The RSPB, which manages the site on behalf of Sidmouth Town Council, last year introduced Galloway Heifers in a bid to halt encroaching birch and bracken.

Experts want to erect a 2,200 meter post and wire gated perimeter fence to stop the animals straying.

Questions over Fire Beacon bye-laws - which prohibit both fencing and grazing- remained unanswered last Thursday night.

Town councillors said these were a district council matter.

Objectors labelled a public consultation over the controversial move as “flawed.”

The poll, staged last year, saw 31 respondents support fence plans while 24 people objected.

Councillors insist they will go ahead with the project- saying it will protect the popular spot as a valued nature reserve.

Chairman, Councillor Peter Sullivan, said: “All we can do is take the advice of our managers (the RSPB). You’ve had your consultation- there’s nothing we have seen that explains why it can’t happen. It’s a nature reserve, not a recreational area.”

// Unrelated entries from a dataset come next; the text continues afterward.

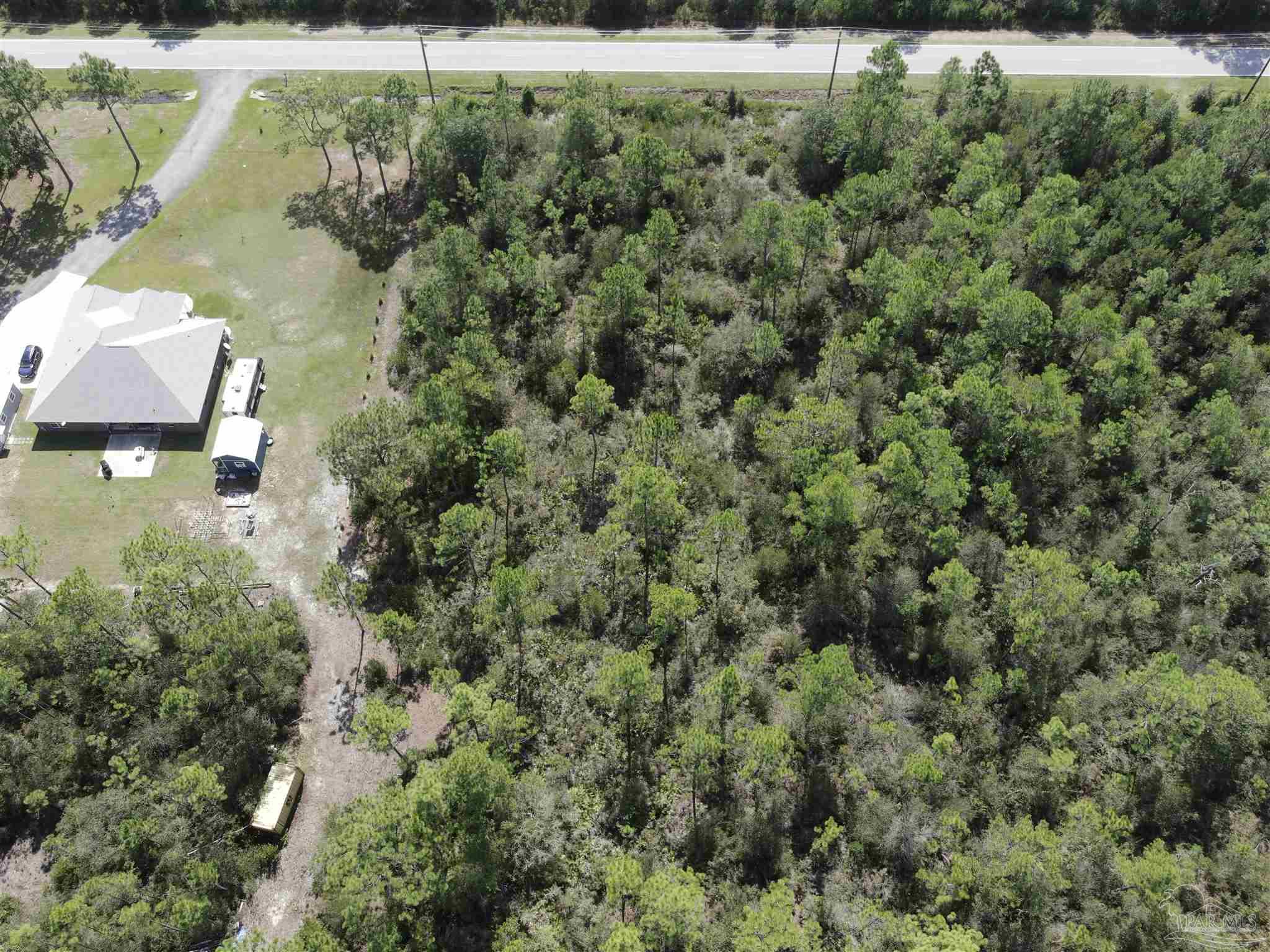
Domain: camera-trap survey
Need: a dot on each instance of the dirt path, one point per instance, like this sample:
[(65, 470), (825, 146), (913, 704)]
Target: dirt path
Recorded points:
[(335, 771), (219, 94)]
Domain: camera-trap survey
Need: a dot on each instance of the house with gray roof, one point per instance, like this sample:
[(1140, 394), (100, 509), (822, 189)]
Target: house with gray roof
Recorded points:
[(131, 362)]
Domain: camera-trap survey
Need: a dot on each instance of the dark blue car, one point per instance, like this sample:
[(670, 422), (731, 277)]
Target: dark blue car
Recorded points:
[(30, 363)]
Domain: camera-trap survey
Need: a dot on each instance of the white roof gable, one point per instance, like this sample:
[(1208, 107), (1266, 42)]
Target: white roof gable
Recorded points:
[(128, 358)]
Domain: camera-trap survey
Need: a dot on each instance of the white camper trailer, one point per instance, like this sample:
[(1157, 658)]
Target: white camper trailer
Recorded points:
[(238, 452), (9, 414), (244, 387), (278, 800)]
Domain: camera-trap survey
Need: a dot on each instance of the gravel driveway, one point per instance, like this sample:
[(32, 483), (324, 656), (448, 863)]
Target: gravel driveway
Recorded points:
[(219, 94)]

“People go up there for the feeling of freedom and spiritual refreshment in an open space- it’s just another field if you have to go through gates,” said one Fire Beacon user.

Nearby resident Derek Carter said land management “takes precedence over man’s natural wish to wander at will or to exercise domestic pets.”

RSPB warden Toby Taylor, who manages the reserve, has long said cattle are key to chomping invasive vegetation that threatens to overwhelm the site.

The Planning Inspectorate will decide the fate of the proposed fence.